IRS has issued 2018 Form 2210, Underpayment of Estimated Tax by Individuals, Estates, and Trusts, and the instructions for the form. The new form and instructions provide procedures with respect to recently-announced estimated tax relief related to the Tax Cuts and Jobs Act (TCJA, P.L. 115-97, 2017) and also contain several minor TCJA-related changes.
Background—recently-announced estimated tax relief. Code Sec. 6654 imposes a penalty on an individual who underpays his or her estimated tax. Code Sec. 6654(d)(2) provides for a lower penalty where the “annualized income installment” is less than the amount otherwise determined to be the required estimated payment. Code Sec. 6654(e)(3)(A) gives IRS the power to waive the penalty where there are circumstances with respect to which the imposition of the penalty would be against equity and good conscience.
The TCJA was a comprehensive tax overhaul that dramatically changed the rules governing the taxation of individual taxpayers, providing new income tax rates and brackets, increasing the standard deduction, suspending personal deductions, etc. The legislation also provides a new deduction for non-corporate taxpayers with qualified business income from pass-throughs.
On Feb. 28, 2018, IRS released an updated Withholding Calculator and a new version of Form W-4 to help individual taxpayers determine their appropriate amount of 2018 tax withholding. Thereafter, IRS noted that, despite the release of the updated Withholding Calculator and new Form W-4, some individual taxpayers may have been unable to accurately calculate the amount of their required estimated income tax payments for 2018 and would be liable for a penalty.
On Jan. 16, 2019, pursuant to the authority in Code Sec. 6654(e)(3)(A), IRS announced, in Notice 2019-11, that the penalty for failure to make estimated income tax payments for the 2018 tax year is waived for any individual whose total withholding and estimated tax payments made on or before Jan. 15, 2019 equal or exceed 85% of the tax shown on that individuals return for the 2018 tax year. See IRS provides penalty relief for underpayment of 2018 estimated individual taxes.
Background—Form 2210. Historically, Part II of Form 2210 provides the five circumstances under which an individual taxpayer must file Form 2210. One such circumstance, listed in Box A of Part II of the form, applies where the taxpayer requests a waiver of his entire penalty. Where that is the case, the taxpayer is required to file page 1 of Form 2210 but is not required to figure a penalty.

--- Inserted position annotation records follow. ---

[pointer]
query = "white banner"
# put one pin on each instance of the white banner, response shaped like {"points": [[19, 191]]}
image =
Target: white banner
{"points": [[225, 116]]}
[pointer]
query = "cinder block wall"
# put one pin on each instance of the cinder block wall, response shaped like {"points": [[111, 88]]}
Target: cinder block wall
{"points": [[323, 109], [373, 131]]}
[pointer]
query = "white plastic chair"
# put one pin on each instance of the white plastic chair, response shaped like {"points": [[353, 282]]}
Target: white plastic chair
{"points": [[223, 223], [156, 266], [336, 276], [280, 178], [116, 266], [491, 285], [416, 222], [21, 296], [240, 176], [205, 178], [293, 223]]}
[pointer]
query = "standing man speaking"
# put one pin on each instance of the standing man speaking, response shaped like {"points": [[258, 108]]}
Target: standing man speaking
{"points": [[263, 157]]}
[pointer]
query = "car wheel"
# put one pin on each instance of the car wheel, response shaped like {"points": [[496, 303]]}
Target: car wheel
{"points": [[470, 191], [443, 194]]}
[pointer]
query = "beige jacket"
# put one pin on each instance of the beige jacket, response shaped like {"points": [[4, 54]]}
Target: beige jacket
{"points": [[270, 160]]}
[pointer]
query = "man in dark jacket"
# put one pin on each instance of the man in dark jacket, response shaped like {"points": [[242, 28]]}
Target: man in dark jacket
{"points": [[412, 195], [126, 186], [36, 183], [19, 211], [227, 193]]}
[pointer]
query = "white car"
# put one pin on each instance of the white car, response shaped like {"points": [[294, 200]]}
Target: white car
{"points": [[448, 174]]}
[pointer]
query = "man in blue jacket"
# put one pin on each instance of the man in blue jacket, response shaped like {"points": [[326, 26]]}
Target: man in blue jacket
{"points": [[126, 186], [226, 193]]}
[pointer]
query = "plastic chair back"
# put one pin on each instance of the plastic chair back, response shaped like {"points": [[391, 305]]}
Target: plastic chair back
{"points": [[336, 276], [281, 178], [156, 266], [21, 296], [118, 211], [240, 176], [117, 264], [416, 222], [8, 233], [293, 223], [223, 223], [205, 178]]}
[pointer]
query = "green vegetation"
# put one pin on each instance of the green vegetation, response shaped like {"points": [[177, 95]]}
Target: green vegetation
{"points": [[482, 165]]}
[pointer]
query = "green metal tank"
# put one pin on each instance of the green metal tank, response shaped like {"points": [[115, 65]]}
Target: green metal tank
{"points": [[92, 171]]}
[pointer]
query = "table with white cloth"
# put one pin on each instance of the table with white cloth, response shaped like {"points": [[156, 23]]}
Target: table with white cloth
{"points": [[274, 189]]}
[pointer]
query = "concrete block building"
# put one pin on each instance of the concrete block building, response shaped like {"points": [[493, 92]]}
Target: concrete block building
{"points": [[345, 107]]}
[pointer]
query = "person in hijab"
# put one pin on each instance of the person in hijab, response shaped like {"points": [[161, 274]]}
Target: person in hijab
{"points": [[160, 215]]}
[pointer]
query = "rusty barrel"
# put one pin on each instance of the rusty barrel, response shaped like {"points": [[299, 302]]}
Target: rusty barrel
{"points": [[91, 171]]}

Form 2210 procedures to take advantage of estimated tax relief. The instructions to Form 2210 instruct taxpayers as to how to take advantage of the Notice 2019-11 estimated tax relief: If line 9 of Part I of the form, “Required annual payment,” is greater than line 6 of Part I of the form, “Withholding taxes,” the taxpayer should complete the “85% Exception Worksheet” that is contained in the Form 2210 instructions, to see if he meets the conditions to be eligible to claim the waiver. If he meets those conditions, he must check Box A in Part II, write “85% Waiver” next to Box A, and file page 1 of Form 2210 with his return to request the waiver.
Observation: The penalty waiver creates a “cliff.” That is, if the 85% test is met, there is no penalty. If the 85% test is failed, even by as little as a dollar, the taxpayer is subject to the full amount of penalty that would otherwise apply.
Observation: The new penalty waiver doesn’t require that any estimated payments be made by the first three installment due dates for 2018. Thus, for example, a taxpayer who made no 2018 estimated payments during 2018 and had no withholding during 2018 avoids the estimated tax penalty if he paid 85% of his liability on Jan. 15, 2019.
Other changes to 2018 Form 2210. Form 2210, Schedule AI—Annualized Income Installment Method, contains changes that reflect the TCJA, including the elimination of the limit on certain itemized deductions by high income individuals, the elimination of personal exemptions, and the new deduction for qualified business income.